Realistic spins on small companions can make inspirals chaotic and change gravitational-wave fingerprints
This paper shows that a small, spinning object falling into a much larger nonrotating black hole can behave chaotically even when the small object’s spin is within realistic astrophysical limits. The authors model the smaller body as a spinning “test particle” using the full Mathisson–Papapetrou–Dixon (MPD) equations. These equations describe how a spinning body moves in curved spacetime; the authors close the system with the Tulczyjew–Dixon spin supplementary condition, and they keep nonlinear-in-spin effects rather than linearizing them.
To isolate the effect, the team studies motion around a Schwarzschild black hole — a simple, nonrotating spacetime. They reduce the problem to two degrees of freedom by using the spacetime’s spherical symmetry and follow orbital families built near the geodesic homoclinic orbit (the separatrix between bound and plunging geodesic motion). They probe the phase space with standard diagnostics for chaos, including Poincaré sections, rotation curves, and Lyapunov indicators, and then compute gravitational-wave signals with a numerical kludge waveform method to see how chaos shows up in observable data.
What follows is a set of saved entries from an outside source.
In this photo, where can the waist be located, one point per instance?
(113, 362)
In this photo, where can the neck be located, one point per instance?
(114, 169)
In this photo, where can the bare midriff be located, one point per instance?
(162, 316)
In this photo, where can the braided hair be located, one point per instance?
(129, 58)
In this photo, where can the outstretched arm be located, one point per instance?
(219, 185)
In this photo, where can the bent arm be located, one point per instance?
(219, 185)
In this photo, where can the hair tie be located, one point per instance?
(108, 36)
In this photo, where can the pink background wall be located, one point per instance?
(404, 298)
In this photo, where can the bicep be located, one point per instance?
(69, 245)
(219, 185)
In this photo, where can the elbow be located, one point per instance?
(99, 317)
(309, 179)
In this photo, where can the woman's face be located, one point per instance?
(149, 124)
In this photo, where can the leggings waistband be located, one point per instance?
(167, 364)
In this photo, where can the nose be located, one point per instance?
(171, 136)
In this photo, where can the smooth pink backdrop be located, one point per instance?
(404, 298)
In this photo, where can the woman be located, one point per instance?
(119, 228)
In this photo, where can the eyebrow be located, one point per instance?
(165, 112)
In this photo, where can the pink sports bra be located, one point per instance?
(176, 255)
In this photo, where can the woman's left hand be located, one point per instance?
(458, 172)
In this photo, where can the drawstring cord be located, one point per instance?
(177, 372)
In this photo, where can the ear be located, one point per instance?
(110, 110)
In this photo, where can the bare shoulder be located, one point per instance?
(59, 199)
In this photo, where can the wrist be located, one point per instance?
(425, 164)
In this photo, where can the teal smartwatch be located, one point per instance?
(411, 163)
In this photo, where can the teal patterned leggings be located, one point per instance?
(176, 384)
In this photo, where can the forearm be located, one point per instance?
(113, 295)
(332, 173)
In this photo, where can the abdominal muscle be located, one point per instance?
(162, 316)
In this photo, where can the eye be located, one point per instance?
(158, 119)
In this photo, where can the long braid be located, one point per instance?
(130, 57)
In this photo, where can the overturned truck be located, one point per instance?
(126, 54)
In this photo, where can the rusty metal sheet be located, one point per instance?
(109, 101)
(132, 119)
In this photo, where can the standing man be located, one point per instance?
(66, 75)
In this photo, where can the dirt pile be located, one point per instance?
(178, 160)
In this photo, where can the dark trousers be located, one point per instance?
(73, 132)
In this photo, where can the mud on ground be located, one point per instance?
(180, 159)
Their main physical finding is that chaos is not limited to unrealistically large secondary spins. Instead, chaotic motion persists across the astrophysically realistic spin range they examine. Importantly, chaotic and nearby regular orbits can look very similar in the time domain and share the same dominant spectral peaks. The clear difference appears in the frequency domain: chaotic signals develop a much denser set of weaker frequency components between the main peaks. The authors quantify this with a local spectral-flatness measure and find it to be several hundred times larger for chaotic signals than for neighboring regular ones.
The paper also reports that a very small change in the secondary spin can flip the system between regular and chaotic behavior. A change as small as 1% of the secondary’s maximal physically allowed spin can move the system into chaos and produce waveforms that are distinguishable at the detector level. The characteristic strain of these signals remains in the millihertz band relevant for planned space-based detectors such as LISA, Taiji, and TianQin, and the overall signal-to-noise ratios remain comparable. However, the overlap between waveforms drops sharply when a spin change drives the system from regular to chaotic, suggesting measurable differences for data analysis.